|Utterly Fresh Steamed Eyeballs
|In order for this recipe to be really delicious it is imperative that you
have fresh eyeballs! Trust me ...they may be hard to come by! It is
also important as to who removes them because if not properly
removed they will have a bitter taste to them. The ultimate is if you
have a friend that is a pathologist, he really would get the eyeballs
removed correctly. In the case that you do not know a pathologist I
will give you some instruction on the procedure to do this.

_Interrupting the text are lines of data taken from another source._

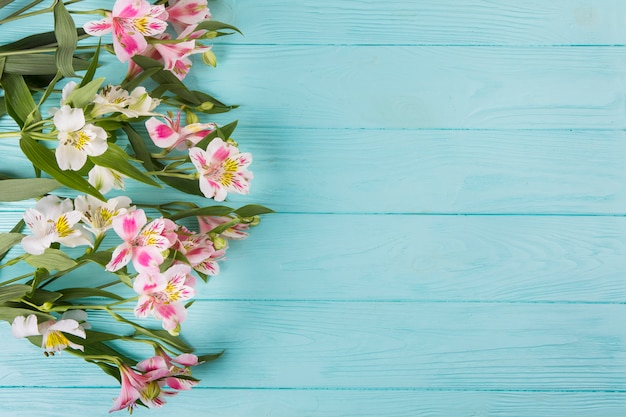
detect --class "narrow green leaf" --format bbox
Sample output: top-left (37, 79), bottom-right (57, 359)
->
top-left (235, 204), bottom-right (275, 217)
top-left (29, 268), bottom-right (50, 296)
top-left (59, 288), bottom-right (124, 301)
top-left (4, 54), bottom-right (89, 75)
top-left (0, 307), bottom-right (54, 323)
top-left (132, 55), bottom-right (202, 106)
top-left (65, 77), bottom-right (105, 108)
top-left (0, 233), bottom-right (24, 255)
top-left (0, 72), bottom-right (41, 128)
top-left (198, 350), bottom-right (224, 362)
top-left (24, 248), bottom-right (77, 271)
top-left (123, 125), bottom-right (154, 171)
top-left (0, 28), bottom-right (90, 52)
top-left (0, 178), bottom-right (61, 201)
top-left (195, 20), bottom-right (243, 35)
top-left (89, 143), bottom-right (161, 187)
top-left (79, 39), bottom-right (102, 87)
top-left (53, 0), bottom-right (78, 77)
top-left (170, 206), bottom-right (233, 221)
top-left (0, 284), bottom-right (30, 304)
top-left (20, 135), bottom-right (106, 201)
top-left (28, 288), bottom-right (63, 306)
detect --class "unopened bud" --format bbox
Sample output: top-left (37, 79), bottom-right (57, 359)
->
top-left (185, 108), bottom-right (200, 125)
top-left (213, 236), bottom-right (228, 250)
top-left (196, 101), bottom-right (214, 111)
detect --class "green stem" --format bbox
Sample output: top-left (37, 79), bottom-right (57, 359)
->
top-left (0, 272), bottom-right (33, 287)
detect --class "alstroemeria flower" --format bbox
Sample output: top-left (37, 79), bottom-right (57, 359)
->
top-left (22, 195), bottom-right (91, 255)
top-left (133, 264), bottom-right (195, 334)
top-left (137, 348), bottom-right (202, 391)
top-left (106, 210), bottom-right (176, 272)
top-left (176, 226), bottom-right (226, 276)
top-left (165, 0), bottom-right (211, 33)
top-left (87, 165), bottom-right (126, 194)
top-left (198, 216), bottom-right (250, 239)
top-left (109, 364), bottom-right (176, 413)
top-left (54, 105), bottom-right (108, 171)
top-left (83, 0), bottom-right (167, 62)
top-left (74, 195), bottom-right (131, 236)
top-left (189, 138), bottom-right (253, 201)
top-left (11, 310), bottom-right (91, 354)
top-left (146, 111), bottom-right (216, 150)
top-left (90, 85), bottom-right (160, 118)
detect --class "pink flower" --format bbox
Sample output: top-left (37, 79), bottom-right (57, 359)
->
top-left (106, 210), bottom-right (177, 272)
top-left (198, 216), bottom-right (250, 239)
top-left (146, 111), bottom-right (216, 150)
top-left (176, 227), bottom-right (226, 276)
top-left (133, 264), bottom-right (195, 334)
top-left (109, 364), bottom-right (169, 413)
top-left (84, 0), bottom-right (167, 62)
top-left (165, 0), bottom-right (211, 33)
top-left (189, 138), bottom-right (253, 201)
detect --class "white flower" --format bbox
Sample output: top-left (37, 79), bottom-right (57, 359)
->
top-left (88, 165), bottom-right (124, 194)
top-left (54, 105), bottom-right (108, 171)
top-left (22, 195), bottom-right (91, 255)
top-left (11, 310), bottom-right (91, 353)
top-left (74, 195), bottom-right (131, 236)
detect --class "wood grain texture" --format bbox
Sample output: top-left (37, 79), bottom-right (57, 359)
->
top-left (0, 301), bottom-right (626, 392)
top-left (0, 388), bottom-right (626, 417)
top-left (0, 214), bottom-right (626, 302)
top-left (0, 128), bottom-right (626, 215)
top-left (197, 45), bottom-right (626, 129)
top-left (209, 0), bottom-right (626, 45)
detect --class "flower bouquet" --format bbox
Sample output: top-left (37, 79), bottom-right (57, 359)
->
top-left (0, 0), bottom-right (271, 412)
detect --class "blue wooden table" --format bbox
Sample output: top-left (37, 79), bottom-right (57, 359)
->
top-left (0, 0), bottom-right (626, 417)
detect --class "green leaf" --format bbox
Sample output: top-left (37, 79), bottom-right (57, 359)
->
top-left (235, 204), bottom-right (275, 217)
top-left (198, 350), bottom-right (224, 362)
top-left (132, 55), bottom-right (202, 106)
top-left (217, 120), bottom-right (238, 140)
top-left (0, 178), bottom-right (61, 201)
top-left (20, 135), bottom-right (106, 201)
top-left (0, 72), bottom-right (41, 128)
top-left (28, 288), bottom-right (63, 306)
top-left (170, 206), bottom-right (233, 221)
top-left (24, 248), bottom-right (77, 271)
top-left (0, 233), bottom-right (24, 255)
top-left (89, 143), bottom-right (161, 187)
top-left (59, 288), bottom-right (124, 301)
top-left (0, 284), bottom-right (31, 304)
top-left (53, 1), bottom-right (78, 77)
top-left (65, 77), bottom-right (105, 108)
top-left (0, 28), bottom-right (90, 52)
top-left (79, 39), bottom-right (102, 87)
top-left (0, 307), bottom-right (54, 323)
top-left (195, 20), bottom-right (243, 35)
top-left (4, 54), bottom-right (89, 75)
top-left (123, 125), bottom-right (154, 171)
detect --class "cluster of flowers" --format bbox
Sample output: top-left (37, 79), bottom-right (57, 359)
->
top-left (0, 0), bottom-right (271, 412)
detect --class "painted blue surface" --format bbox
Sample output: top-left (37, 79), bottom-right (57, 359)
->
top-left (0, 0), bottom-right (626, 417)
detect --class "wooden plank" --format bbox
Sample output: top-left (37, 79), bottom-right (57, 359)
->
top-left (0, 388), bottom-right (626, 417)
top-left (209, 0), bottom-right (626, 45)
top-left (0, 128), bottom-right (626, 215)
top-left (195, 45), bottom-right (626, 129)
top-left (0, 214), bottom-right (626, 303)
top-left (0, 301), bottom-right (626, 392)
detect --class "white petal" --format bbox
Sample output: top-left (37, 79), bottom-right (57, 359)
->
top-left (11, 314), bottom-right (39, 338)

|It is very important to not attempt to remove the eyes from the top
of the head, its tempting because as you well know we have served
fresh brain and have that part of the head open at times. If you try to
remove the eyeballs from the top of the head after the brain has
been removed they will be no good because with excision of the
brain it would pull on the optic nerve which is attached to the back of
the eyeball and it would rupture the eye.
|So its very important to follow these instructions precisely......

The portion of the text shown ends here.